New Urbanism makes us healthier

The Harvard Business review states:

To put it simply, the suburbs have lost their sheen: Both young workers and retiring Boomers are actively seeking to live in densely packed, mixed-use communities that don’t require cars—that is, cities or revitalized outskirts in which residences, shops, schools, parks, and other amenities exist close together. “In the 1950s, suburbs were the future,” says University of Michigan architecture and urban-planning professor Robert Fishman, commenting on the striking cultural shift. “The city was then seen as a dingy environment. But today it’s these urban neighborhoods that are exciting and diverse and exploding with growth.”

Why Such a Major Shift?

The change is about more than evolving tastes; it’s at least partly a reaction to real problems created by suburbs. Their damage to quality of life is well chronicled. For instance, studies in 2003 by the American Journal of Public Health and the American Journal of Health Promotion linked sprawl to rising obesity rates. (By contrast, new research in Preventive Medicine, people living in more urban communities reap health benefits because they tend to walk more.) Car culture hurts mental health as well. Research by behavioral economist Daniel Kahneman and his team shows that out of a number of daily activities, commuting has the most negative effect on people’s moods. And economists Bruno S. Frey and Alois Stutzer have found that commuters who live an hour away from work would need to earn 40% more money than they currently do to be as satisfied with their lives as noncommuters.

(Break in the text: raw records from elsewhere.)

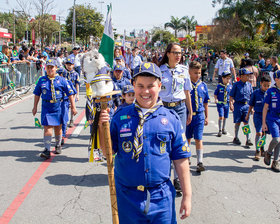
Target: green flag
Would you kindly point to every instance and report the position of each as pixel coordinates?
(37, 123)
(261, 142)
(12, 85)
(246, 129)
(107, 42)
(86, 125)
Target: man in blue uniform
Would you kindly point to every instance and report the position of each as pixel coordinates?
(70, 74)
(256, 102)
(52, 88)
(199, 99)
(239, 98)
(146, 137)
(221, 96)
(271, 122)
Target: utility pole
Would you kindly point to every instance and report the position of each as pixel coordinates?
(74, 25)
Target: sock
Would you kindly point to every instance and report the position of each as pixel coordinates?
(220, 125)
(257, 138)
(199, 155)
(224, 124)
(272, 145)
(276, 152)
(48, 142)
(236, 130)
(58, 140)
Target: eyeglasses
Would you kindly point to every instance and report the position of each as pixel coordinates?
(176, 52)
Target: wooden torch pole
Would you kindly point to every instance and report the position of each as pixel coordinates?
(110, 165)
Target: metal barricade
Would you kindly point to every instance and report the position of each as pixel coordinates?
(16, 79)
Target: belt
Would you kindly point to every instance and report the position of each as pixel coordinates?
(52, 101)
(143, 188)
(172, 104)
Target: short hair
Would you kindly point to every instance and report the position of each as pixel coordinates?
(195, 65)
(266, 78)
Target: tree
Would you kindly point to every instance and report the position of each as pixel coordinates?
(189, 24)
(88, 23)
(167, 37)
(176, 24)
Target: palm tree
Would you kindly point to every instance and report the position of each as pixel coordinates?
(176, 24)
(189, 24)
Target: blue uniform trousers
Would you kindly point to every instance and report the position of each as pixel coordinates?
(131, 204)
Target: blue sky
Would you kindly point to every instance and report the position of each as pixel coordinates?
(144, 14)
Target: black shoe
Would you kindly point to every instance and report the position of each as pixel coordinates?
(46, 154)
(249, 143)
(200, 167)
(57, 149)
(236, 141)
(177, 185)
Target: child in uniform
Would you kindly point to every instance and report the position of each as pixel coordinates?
(51, 88)
(199, 99)
(271, 122)
(256, 102)
(239, 98)
(221, 96)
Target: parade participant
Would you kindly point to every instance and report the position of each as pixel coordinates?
(52, 88)
(223, 64)
(145, 193)
(118, 78)
(256, 102)
(126, 72)
(135, 59)
(221, 96)
(70, 74)
(175, 89)
(128, 96)
(271, 122)
(239, 98)
(199, 99)
(77, 66)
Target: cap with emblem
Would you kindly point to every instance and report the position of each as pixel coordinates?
(51, 62)
(127, 89)
(118, 68)
(70, 60)
(148, 68)
(276, 75)
(244, 71)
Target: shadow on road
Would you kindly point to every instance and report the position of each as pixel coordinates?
(91, 180)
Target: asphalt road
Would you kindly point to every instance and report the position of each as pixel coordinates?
(68, 189)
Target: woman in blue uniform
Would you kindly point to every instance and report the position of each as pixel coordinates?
(52, 88)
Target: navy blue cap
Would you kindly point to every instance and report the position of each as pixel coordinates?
(226, 73)
(147, 67)
(51, 62)
(70, 60)
(276, 75)
(244, 71)
(118, 68)
(127, 89)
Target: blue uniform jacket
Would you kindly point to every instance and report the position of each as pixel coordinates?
(203, 96)
(174, 85)
(257, 100)
(241, 92)
(163, 141)
(272, 98)
(219, 92)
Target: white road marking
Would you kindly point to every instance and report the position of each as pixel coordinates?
(79, 128)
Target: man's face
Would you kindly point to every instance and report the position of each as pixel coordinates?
(146, 91)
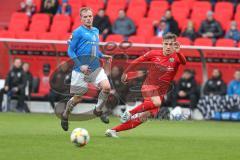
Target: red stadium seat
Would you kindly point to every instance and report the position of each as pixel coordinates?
(225, 43)
(26, 35)
(136, 15)
(112, 13)
(161, 6)
(40, 22)
(224, 8)
(90, 3)
(184, 41)
(76, 25)
(224, 21)
(61, 24)
(7, 34)
(48, 36)
(120, 3)
(137, 39)
(197, 22)
(139, 4)
(114, 38)
(199, 11)
(94, 4)
(65, 36)
(38, 4)
(201, 5)
(203, 42)
(76, 5)
(182, 23)
(145, 21)
(156, 40)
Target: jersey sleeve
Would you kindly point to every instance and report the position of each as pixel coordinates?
(181, 58)
(137, 61)
(72, 46)
(100, 54)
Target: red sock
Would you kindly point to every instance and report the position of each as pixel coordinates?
(145, 106)
(128, 125)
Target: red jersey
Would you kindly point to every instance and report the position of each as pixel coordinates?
(161, 69)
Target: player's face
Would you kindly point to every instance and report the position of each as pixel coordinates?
(87, 18)
(169, 46)
(237, 75)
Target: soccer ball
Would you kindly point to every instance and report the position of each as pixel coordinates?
(176, 114)
(80, 137)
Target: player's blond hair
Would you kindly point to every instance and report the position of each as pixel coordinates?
(84, 9)
(170, 36)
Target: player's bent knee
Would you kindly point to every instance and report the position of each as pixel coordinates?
(157, 102)
(144, 116)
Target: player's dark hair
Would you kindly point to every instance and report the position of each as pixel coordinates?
(84, 9)
(170, 36)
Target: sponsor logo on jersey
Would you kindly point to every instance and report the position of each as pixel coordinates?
(171, 60)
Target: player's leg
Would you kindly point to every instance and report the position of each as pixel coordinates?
(133, 123)
(152, 100)
(78, 88)
(101, 80)
(102, 97)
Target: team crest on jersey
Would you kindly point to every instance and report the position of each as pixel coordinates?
(171, 60)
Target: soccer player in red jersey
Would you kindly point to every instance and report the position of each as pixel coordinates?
(163, 68)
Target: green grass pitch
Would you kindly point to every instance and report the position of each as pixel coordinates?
(39, 137)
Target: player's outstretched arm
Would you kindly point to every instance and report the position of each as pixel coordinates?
(128, 74)
(107, 65)
(181, 57)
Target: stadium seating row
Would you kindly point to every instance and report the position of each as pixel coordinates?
(118, 38)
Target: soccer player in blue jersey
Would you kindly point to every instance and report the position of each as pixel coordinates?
(83, 49)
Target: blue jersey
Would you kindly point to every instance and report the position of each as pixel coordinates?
(83, 48)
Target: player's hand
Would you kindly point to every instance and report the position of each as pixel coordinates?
(177, 47)
(6, 88)
(85, 69)
(108, 58)
(124, 78)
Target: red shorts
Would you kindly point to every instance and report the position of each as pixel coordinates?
(149, 91)
(154, 111)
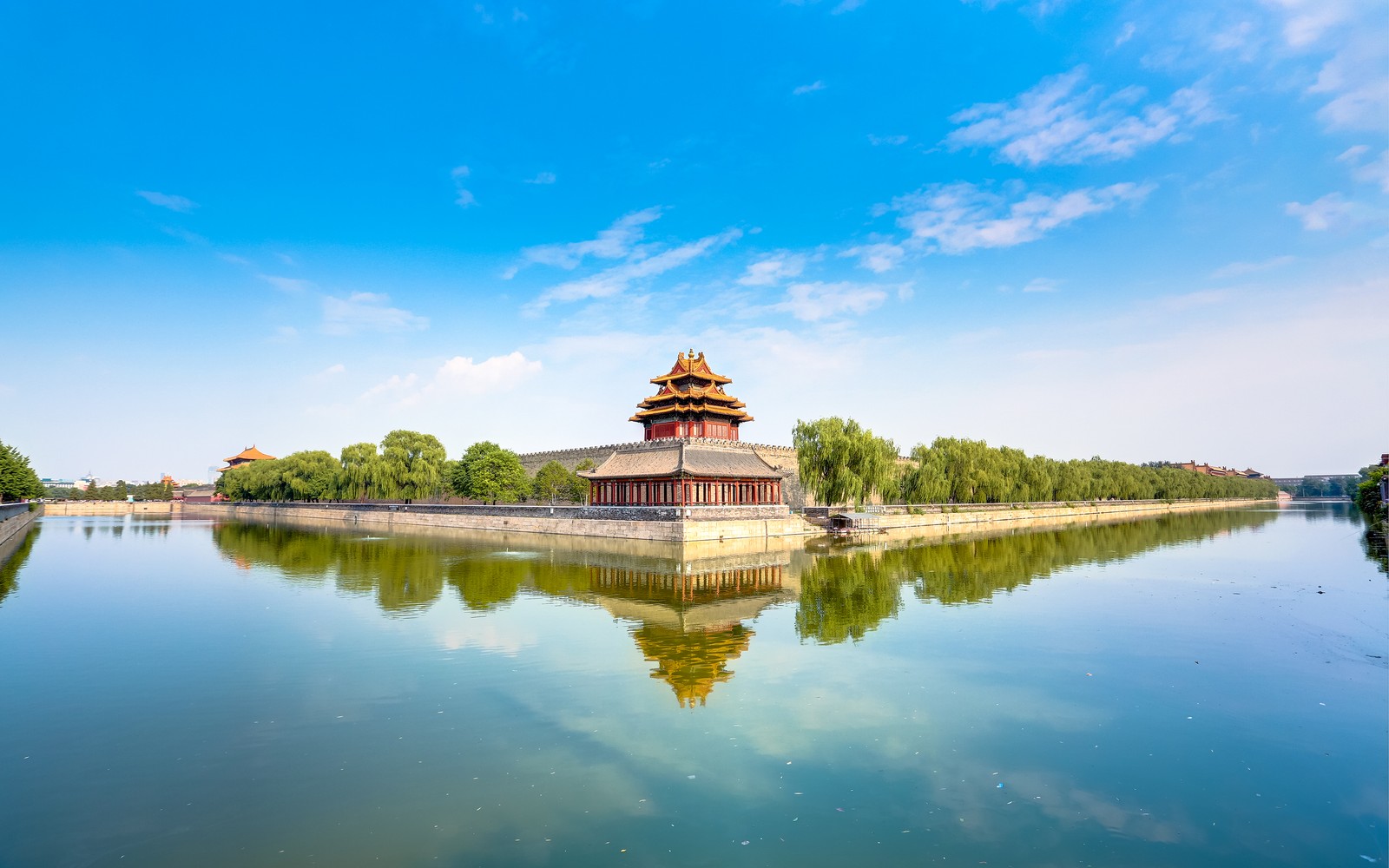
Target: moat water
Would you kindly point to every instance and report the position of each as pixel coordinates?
(1203, 689)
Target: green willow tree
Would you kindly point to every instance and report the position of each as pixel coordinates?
(17, 478)
(490, 474)
(840, 462)
(555, 483)
(358, 472)
(411, 465)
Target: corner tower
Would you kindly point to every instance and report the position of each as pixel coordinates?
(691, 403)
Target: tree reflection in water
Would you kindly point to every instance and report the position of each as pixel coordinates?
(845, 596)
(691, 618)
(13, 556)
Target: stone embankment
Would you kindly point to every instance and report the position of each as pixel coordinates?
(16, 520)
(687, 524)
(663, 524)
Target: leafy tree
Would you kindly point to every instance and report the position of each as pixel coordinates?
(840, 462)
(490, 474)
(358, 472)
(581, 485)
(17, 478)
(411, 465)
(309, 476)
(555, 483)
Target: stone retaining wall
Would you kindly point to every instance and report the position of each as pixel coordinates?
(573, 521)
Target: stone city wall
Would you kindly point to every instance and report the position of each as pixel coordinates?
(616, 523)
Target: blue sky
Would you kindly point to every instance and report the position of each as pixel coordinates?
(1139, 231)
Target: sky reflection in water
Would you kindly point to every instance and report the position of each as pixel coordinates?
(1145, 694)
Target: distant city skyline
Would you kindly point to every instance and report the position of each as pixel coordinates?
(1134, 231)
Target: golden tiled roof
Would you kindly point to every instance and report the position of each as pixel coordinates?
(250, 453)
(691, 365)
(691, 388)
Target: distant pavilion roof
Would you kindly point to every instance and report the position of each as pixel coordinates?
(250, 453)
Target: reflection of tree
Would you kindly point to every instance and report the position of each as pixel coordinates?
(846, 596)
(10, 564)
(694, 661)
(490, 581)
(1375, 548)
(405, 574)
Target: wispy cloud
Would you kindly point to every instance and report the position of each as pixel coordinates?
(1064, 122)
(1330, 212)
(879, 257)
(167, 201)
(617, 279)
(291, 285)
(617, 242)
(463, 196)
(367, 312)
(816, 302)
(1236, 270)
(773, 270)
(458, 377)
(962, 217)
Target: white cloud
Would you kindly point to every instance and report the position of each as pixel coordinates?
(1356, 76)
(1330, 212)
(460, 375)
(960, 217)
(618, 278)
(464, 196)
(166, 201)
(1375, 171)
(617, 242)
(879, 257)
(1235, 270)
(291, 285)
(773, 270)
(814, 302)
(396, 386)
(367, 312)
(1063, 122)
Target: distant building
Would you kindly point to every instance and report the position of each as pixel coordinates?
(1212, 470)
(247, 456)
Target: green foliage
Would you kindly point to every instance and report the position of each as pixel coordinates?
(1367, 492)
(842, 463)
(490, 474)
(411, 465)
(17, 478)
(553, 483)
(358, 472)
(971, 471)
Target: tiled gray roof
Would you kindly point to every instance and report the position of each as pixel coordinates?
(685, 458)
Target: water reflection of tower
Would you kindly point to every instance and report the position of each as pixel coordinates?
(691, 620)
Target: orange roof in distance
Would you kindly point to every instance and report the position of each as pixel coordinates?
(250, 453)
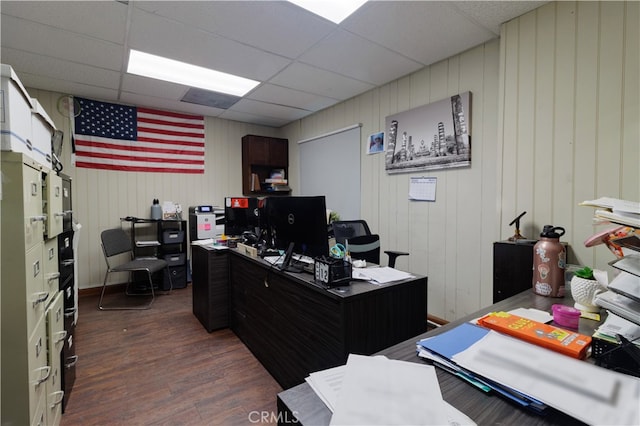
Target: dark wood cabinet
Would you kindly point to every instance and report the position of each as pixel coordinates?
(261, 155)
(512, 268)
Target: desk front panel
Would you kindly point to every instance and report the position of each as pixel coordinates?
(303, 404)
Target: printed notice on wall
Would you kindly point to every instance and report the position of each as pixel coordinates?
(422, 189)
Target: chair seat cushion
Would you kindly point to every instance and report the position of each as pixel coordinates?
(151, 265)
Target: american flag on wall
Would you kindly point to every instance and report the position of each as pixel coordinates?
(119, 137)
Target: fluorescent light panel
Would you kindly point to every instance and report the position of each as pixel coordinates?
(333, 10)
(160, 68)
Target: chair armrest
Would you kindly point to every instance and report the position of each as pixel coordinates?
(393, 255)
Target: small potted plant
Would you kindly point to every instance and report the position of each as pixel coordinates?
(584, 289)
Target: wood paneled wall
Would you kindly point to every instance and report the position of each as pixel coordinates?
(450, 239)
(569, 118)
(554, 122)
(101, 198)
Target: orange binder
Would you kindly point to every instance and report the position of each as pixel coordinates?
(556, 339)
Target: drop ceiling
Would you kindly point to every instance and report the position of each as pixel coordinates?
(304, 63)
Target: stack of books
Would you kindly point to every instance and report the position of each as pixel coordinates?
(534, 377)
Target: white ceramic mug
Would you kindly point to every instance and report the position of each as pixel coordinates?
(584, 292)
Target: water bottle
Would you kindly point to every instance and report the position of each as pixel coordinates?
(549, 263)
(156, 210)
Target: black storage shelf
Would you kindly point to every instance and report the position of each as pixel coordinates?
(163, 239)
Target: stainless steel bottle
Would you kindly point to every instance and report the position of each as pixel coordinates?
(156, 210)
(549, 262)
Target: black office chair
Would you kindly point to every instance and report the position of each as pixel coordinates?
(116, 241)
(344, 230)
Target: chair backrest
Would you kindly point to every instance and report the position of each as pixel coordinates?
(344, 229)
(115, 241)
(365, 247)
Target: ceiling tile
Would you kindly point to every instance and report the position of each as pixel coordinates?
(295, 98)
(269, 110)
(59, 69)
(167, 104)
(59, 44)
(76, 16)
(157, 35)
(424, 31)
(251, 118)
(273, 26)
(359, 59)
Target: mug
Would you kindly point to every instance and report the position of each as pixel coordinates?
(584, 292)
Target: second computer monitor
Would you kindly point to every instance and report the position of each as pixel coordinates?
(299, 220)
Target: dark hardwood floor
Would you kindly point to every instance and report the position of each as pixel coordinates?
(161, 367)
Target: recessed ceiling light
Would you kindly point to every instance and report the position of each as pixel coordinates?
(153, 66)
(333, 10)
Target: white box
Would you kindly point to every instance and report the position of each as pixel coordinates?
(42, 129)
(15, 113)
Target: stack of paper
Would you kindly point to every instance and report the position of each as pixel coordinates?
(526, 372)
(380, 275)
(380, 391)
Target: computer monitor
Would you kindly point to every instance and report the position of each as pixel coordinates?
(241, 214)
(300, 221)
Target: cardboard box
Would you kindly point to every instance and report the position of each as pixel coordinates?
(15, 114)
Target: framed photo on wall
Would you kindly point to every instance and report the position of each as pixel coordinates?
(430, 137)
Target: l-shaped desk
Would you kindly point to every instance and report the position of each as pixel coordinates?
(294, 326)
(303, 405)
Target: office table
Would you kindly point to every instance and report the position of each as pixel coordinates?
(294, 326)
(301, 404)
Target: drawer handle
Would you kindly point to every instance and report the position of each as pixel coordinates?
(43, 372)
(73, 360)
(61, 336)
(40, 297)
(59, 395)
(53, 276)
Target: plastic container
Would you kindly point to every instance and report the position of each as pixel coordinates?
(566, 316)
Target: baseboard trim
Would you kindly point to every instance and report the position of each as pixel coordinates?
(436, 321)
(95, 291)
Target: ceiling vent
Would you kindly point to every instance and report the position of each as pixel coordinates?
(209, 98)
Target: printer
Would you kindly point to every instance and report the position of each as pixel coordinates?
(205, 222)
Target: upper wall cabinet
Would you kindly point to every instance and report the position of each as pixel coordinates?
(265, 162)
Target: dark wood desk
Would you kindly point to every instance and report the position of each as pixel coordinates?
(302, 404)
(295, 326)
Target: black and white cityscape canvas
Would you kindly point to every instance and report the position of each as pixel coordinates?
(433, 136)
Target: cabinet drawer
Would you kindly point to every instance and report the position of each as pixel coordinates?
(55, 343)
(40, 416)
(53, 202)
(36, 297)
(51, 274)
(39, 371)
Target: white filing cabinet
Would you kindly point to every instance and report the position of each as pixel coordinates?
(29, 288)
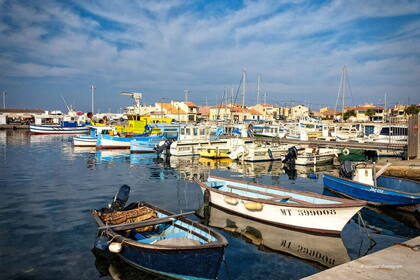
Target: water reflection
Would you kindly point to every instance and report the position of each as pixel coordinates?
(109, 265)
(321, 251)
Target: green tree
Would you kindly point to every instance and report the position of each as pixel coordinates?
(348, 114)
(412, 110)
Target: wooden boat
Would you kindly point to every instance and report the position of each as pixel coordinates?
(388, 190)
(215, 152)
(317, 157)
(321, 250)
(66, 127)
(159, 242)
(280, 206)
(90, 140)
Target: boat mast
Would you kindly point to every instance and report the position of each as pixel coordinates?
(92, 88)
(243, 88)
(258, 89)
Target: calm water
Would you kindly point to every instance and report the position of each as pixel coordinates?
(48, 188)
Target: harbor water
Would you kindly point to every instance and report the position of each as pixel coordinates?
(48, 188)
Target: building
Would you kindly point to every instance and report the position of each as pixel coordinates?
(378, 114)
(298, 112)
(234, 114)
(184, 111)
(268, 112)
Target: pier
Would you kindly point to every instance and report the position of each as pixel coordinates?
(335, 144)
(396, 262)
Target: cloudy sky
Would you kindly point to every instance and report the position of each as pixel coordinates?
(51, 49)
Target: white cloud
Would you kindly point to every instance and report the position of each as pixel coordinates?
(168, 51)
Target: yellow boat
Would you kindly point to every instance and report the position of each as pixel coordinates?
(215, 153)
(137, 123)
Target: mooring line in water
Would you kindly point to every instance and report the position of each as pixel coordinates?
(372, 241)
(226, 268)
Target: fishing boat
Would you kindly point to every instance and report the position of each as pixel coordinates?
(90, 140)
(65, 127)
(310, 156)
(258, 152)
(119, 142)
(373, 188)
(215, 152)
(158, 241)
(320, 250)
(280, 206)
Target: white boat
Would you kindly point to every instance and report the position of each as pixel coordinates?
(90, 140)
(66, 127)
(280, 206)
(256, 152)
(324, 250)
(319, 156)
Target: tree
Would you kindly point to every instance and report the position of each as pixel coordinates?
(412, 110)
(348, 114)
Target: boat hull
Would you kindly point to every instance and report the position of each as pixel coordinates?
(178, 264)
(84, 141)
(57, 129)
(198, 261)
(329, 219)
(371, 194)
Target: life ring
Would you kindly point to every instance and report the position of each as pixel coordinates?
(270, 153)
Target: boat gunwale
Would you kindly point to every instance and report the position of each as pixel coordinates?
(344, 202)
(220, 242)
(382, 188)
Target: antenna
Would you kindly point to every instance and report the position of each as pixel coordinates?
(92, 88)
(65, 103)
(258, 89)
(137, 97)
(243, 88)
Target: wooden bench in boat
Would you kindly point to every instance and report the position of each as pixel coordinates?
(274, 196)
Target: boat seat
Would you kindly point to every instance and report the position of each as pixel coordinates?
(180, 241)
(154, 239)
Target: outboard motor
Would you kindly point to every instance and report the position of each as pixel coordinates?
(347, 170)
(291, 155)
(120, 198)
(163, 146)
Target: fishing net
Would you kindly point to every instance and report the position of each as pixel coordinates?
(129, 216)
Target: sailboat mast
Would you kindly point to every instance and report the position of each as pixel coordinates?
(258, 89)
(243, 89)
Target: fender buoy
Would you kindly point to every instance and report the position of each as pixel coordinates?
(270, 153)
(115, 247)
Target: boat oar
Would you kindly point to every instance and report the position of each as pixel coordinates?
(145, 223)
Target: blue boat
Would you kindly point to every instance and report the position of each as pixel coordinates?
(388, 190)
(161, 243)
(65, 127)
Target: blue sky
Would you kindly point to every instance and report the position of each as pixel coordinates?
(50, 49)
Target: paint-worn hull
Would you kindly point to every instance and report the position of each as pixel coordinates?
(324, 218)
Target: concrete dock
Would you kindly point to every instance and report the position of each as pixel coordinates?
(400, 261)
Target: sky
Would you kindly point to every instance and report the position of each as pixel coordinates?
(55, 50)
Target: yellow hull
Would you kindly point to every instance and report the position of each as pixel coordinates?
(137, 123)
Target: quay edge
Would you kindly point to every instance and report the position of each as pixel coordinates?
(399, 261)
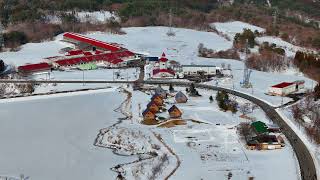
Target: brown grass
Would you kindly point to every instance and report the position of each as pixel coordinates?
(173, 123)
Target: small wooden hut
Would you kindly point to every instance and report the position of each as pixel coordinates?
(181, 98)
(152, 106)
(157, 99)
(160, 91)
(148, 115)
(175, 112)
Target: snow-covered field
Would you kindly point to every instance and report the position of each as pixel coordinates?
(288, 47)
(233, 27)
(52, 137)
(94, 17)
(300, 131)
(215, 148)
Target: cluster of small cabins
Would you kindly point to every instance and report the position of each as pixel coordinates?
(264, 137)
(157, 105)
(90, 51)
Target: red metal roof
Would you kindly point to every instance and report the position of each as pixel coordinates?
(74, 52)
(157, 71)
(282, 85)
(91, 41)
(113, 58)
(163, 58)
(35, 67)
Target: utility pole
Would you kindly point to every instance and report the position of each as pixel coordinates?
(83, 77)
(170, 32)
(275, 14)
(1, 37)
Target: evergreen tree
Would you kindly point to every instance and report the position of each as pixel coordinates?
(317, 91)
(2, 65)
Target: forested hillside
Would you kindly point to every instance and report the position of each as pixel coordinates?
(298, 21)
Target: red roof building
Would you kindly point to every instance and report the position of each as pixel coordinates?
(283, 85)
(93, 42)
(30, 68)
(282, 89)
(163, 58)
(113, 58)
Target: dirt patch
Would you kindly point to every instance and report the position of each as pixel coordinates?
(173, 123)
(149, 122)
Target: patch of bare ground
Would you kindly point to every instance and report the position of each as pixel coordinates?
(172, 152)
(172, 123)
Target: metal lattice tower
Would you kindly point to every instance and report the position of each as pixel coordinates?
(170, 32)
(275, 15)
(246, 72)
(1, 36)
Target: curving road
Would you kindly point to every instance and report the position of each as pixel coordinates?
(307, 166)
(306, 163)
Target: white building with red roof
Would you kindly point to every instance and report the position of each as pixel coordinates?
(285, 88)
(162, 70)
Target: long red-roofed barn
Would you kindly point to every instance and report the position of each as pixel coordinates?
(31, 68)
(106, 53)
(78, 38)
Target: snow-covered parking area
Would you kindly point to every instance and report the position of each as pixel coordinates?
(53, 137)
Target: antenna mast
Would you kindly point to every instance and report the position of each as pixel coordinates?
(170, 32)
(275, 14)
(1, 36)
(246, 72)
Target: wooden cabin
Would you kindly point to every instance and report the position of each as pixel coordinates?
(175, 112)
(152, 106)
(181, 98)
(148, 115)
(160, 91)
(157, 99)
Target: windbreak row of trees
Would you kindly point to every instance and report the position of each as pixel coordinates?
(309, 63)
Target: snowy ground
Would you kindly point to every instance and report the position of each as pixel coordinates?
(233, 27)
(288, 47)
(65, 127)
(94, 17)
(215, 150)
(52, 137)
(300, 131)
(182, 48)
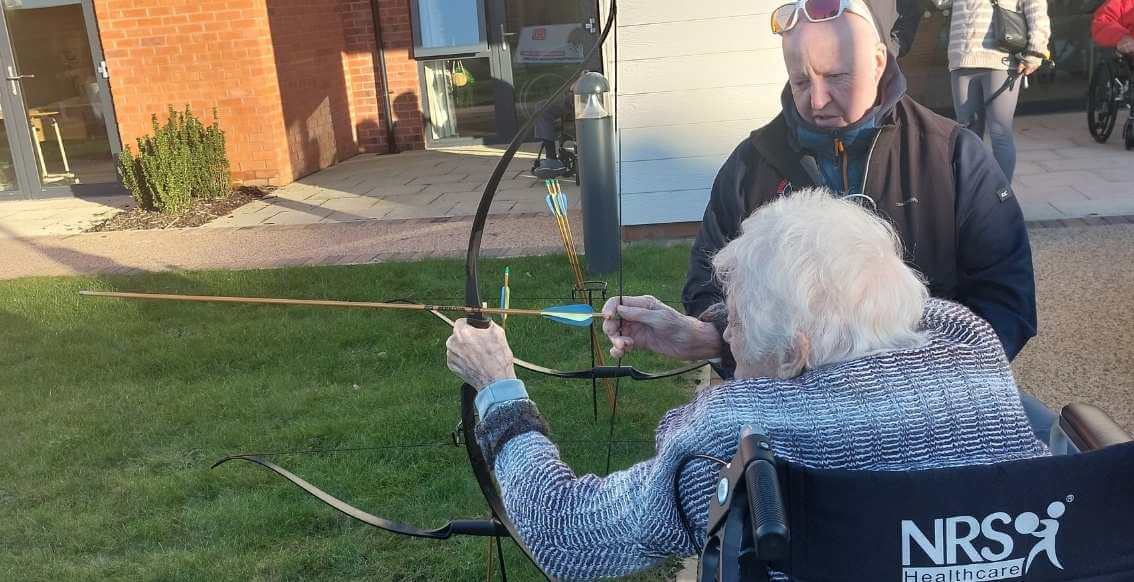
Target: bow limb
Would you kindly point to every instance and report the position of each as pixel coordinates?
(481, 470)
(489, 528)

A recent report sponsored by Bank of America, the Greenbelt Alliance, and the Low Income Housing Fund examines the inefficiencies of the current “geographical mismatch between workers and jobs.” Focusing on California, it says that sprawl “reduc[es] the quality of life,” “increase[s] the attractiveness of neighboring states,” and yields “higher direct business costs and taxes to offset the side-effects of sprawl”—which include transportation, health care, and environmental costs.

Or, as one New Urbanist developer says:

New Urbanism Neighborhoods:  A Reason to Walk Every Day

Walkable communities like Monarch at Ridge Hill are rapidly gaining in popularity, and with good reason. There are clear financial, environmental, social, and emotional health benefits of pedestrian friendly design. Here are ten of them:

  1. Shrink your waistline. According to new research, people in walkable neighborhoods weigh an average of seven pounds less than their counterparts living in suburban sprawl. More time sitting, inactively, in the car = higher numbers on the scale.
  2. Reduce your carbon foot print. When you don’t use your car – or use it less often – you use less gas. And that translates to the release of fewer greenhouse gasses and other pollutants – and better air quality around your home.
  3. Save money. Hello – the average price of gas is somewhere around $4 per gallon. Wouldn’t you rather walk to your favorite restaurant in the Ridge Hill lifestyle shopping center and have extra dollars in your pocket for dessert or an after dinner drink?
  4. Save time. All those hours you used to log trying to park, in the city or the suburbs? Well, you’ll never get those back. But in a walkable community you won’t waste any more of them! Just leave your door, go for a short walk, and you’ve arrived at the store or restaurant of your choice.
  5. Get to know your neighbors. While there are many cosmopolitan aspects to new urbanism, in this way, it’s more like small-town living: you are part of a real community. When you live in the kind of neighborhood where you walk from place to place, you naturally come into contact with your neighbors, and get to know them. It makes for a friendly atmosphere that also feels safe.
  6. Get healthy. Have you ever heard of a study indicating that walking more is bad for you? I didn’t think so. Just about every study done on walking indicates that it is good for your health. Doing more of this free, gentle, low-impact form of exercise offers almost more health benefits than you can count. It lowers your risk of heart disease, stroke, high blood pressure, colon cancer, and diabetes. It lowers “bad” cholesterol, and elevates the good kind. It strengthens muscles and bones, which lowers your chance of developing osteoporosis. The health benefits of walking list goes on.
  7. Don’t worry – be happy! No, really. Walking more isn’t just good for your physical health, but for your mental health as well. Studies show it elevates mood, while reducing anxiety and depression.
  8. Dream a little dream. You don’t only benefit from walking during your waking hours. No, we’re not suggesting you sleep-walk. But studies suggest that if you walk more during the day, you’ll sleep better at night.
  9. Enhance your property value. The walkable community concept has really caught on – to the extent that homes located in new urbanism neighborhoods have been reporting increased real estate values. So living this way is also an investment for the future.
  10. Live your best life. Sometimes the whole is greater than the sum of its parts. When you consider the many benefits of living in a walkable community like Monarch at Ridge Hill – greater physical and mental health; improved sense of community and safety;  easy access to great amenities and shopping; the satisfaction that comes from living greener – it all adds up to this: a better quality of life.